El Gobierno ha decidido aplazar la cesión de las funciones del Registro Civil a los registradores mercantiles, que debía entrar en vigor el próximo 15 de julio. Así lo ha anunciado el ministro de Justicia, Rafael Catalá, que ha asegurado que el Ejecutivo sacará el Registro Civil de los Juzgados pero quiere hacerlo “sin presión” y “con consenso”. De momento, la fecha prevista de entrada en vigor del proyecto queda aparcada y Catalá ha abierto incluso la puerta a buscar “otras alternativas” que no pasen por los registradores mercantiles.

“Hemos constatado que hay una oposición importante de sindicatos y de partidos políticos. Abandonamos la idea de reformar la ley con carácter inmediato hasta tanto no tengamos ese consenso que queremos generar”, ha anunciado Catalá. El ministro ha comunicado ya la decisión al decano del Colegio de Registradores de la Propiedad y ha asegurado que en las próximas semanas mantendrá reuniones con los sindicatos y con otros partidos políticos para intentar buscar otra fórmula que genere menos rechazo.

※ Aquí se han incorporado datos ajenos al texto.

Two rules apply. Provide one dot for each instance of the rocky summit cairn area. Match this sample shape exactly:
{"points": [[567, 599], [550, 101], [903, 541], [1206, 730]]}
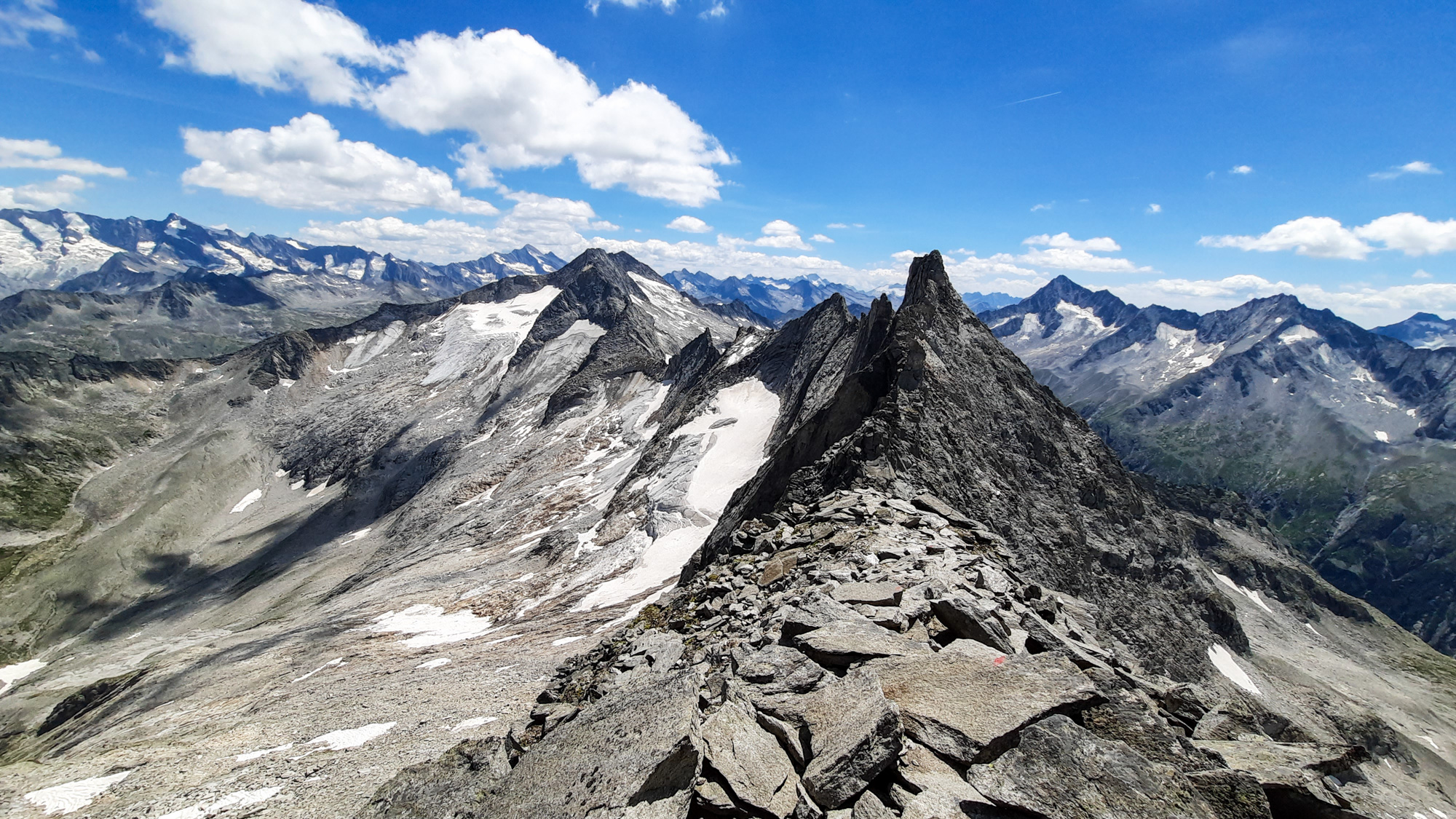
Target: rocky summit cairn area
{"points": [[943, 596]]}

“No vamos a imponer un modelo que no sea compartido por las Administraciones Públicas, los trabajadores y los partidos políticos. Sería absurdo que el Gobierno se empeñase en una reforma que no cuente con los apoyos necesarios. Por eso nos replanteamos el tiempo y nos replanteamos incluso el modelo”, ha añadido Catalá. El titular de Justicia ha asegurado que espera que, a partir de ahora, los sindicatos y los partidos planteen alternativas, aunque ha advertido que el diálogo no va a ser “sine die" porque la decisión de desjudicializar el Registro Civil, acordada en el Parlamento en 2011, no está en cuestión.

Cuando el Gobierno aprobó sacar el Registro Civil de los juzgados, dejó en el aire qué funcionarios asumirían la gestión hasta que el anterior ministro de Justicia, Alberto Ruiz-Gallardón, decidió que serían los registradores mercantiles los que asumieran esa función a pesar de que no tienen nada que ver con ese cometido, con el compromiso de no provocar encarecimiento o coste para los ciudadanos por el uso de este servicio que ahora es gratuito. Sin embargo, los registradores mercantiles exigieron compensaciones que Rafael Catalá, desde que llegó al cargo el pasado septiembre, ha buscado sin éxito cómo satisfacer.

La paralización de la cesión del Registro Civil a los registradores mercantiles supone una nueva rectificación sobre los planes promovidos por su antecesor, ALberto Ruiz-Gallardón, como ha ocurrido con la reforma de la ley del Aborto y con las tasas judiciales, cuya derogación parcial anunició Mariano Rajoy en el debate sobre el Estado de la Nación.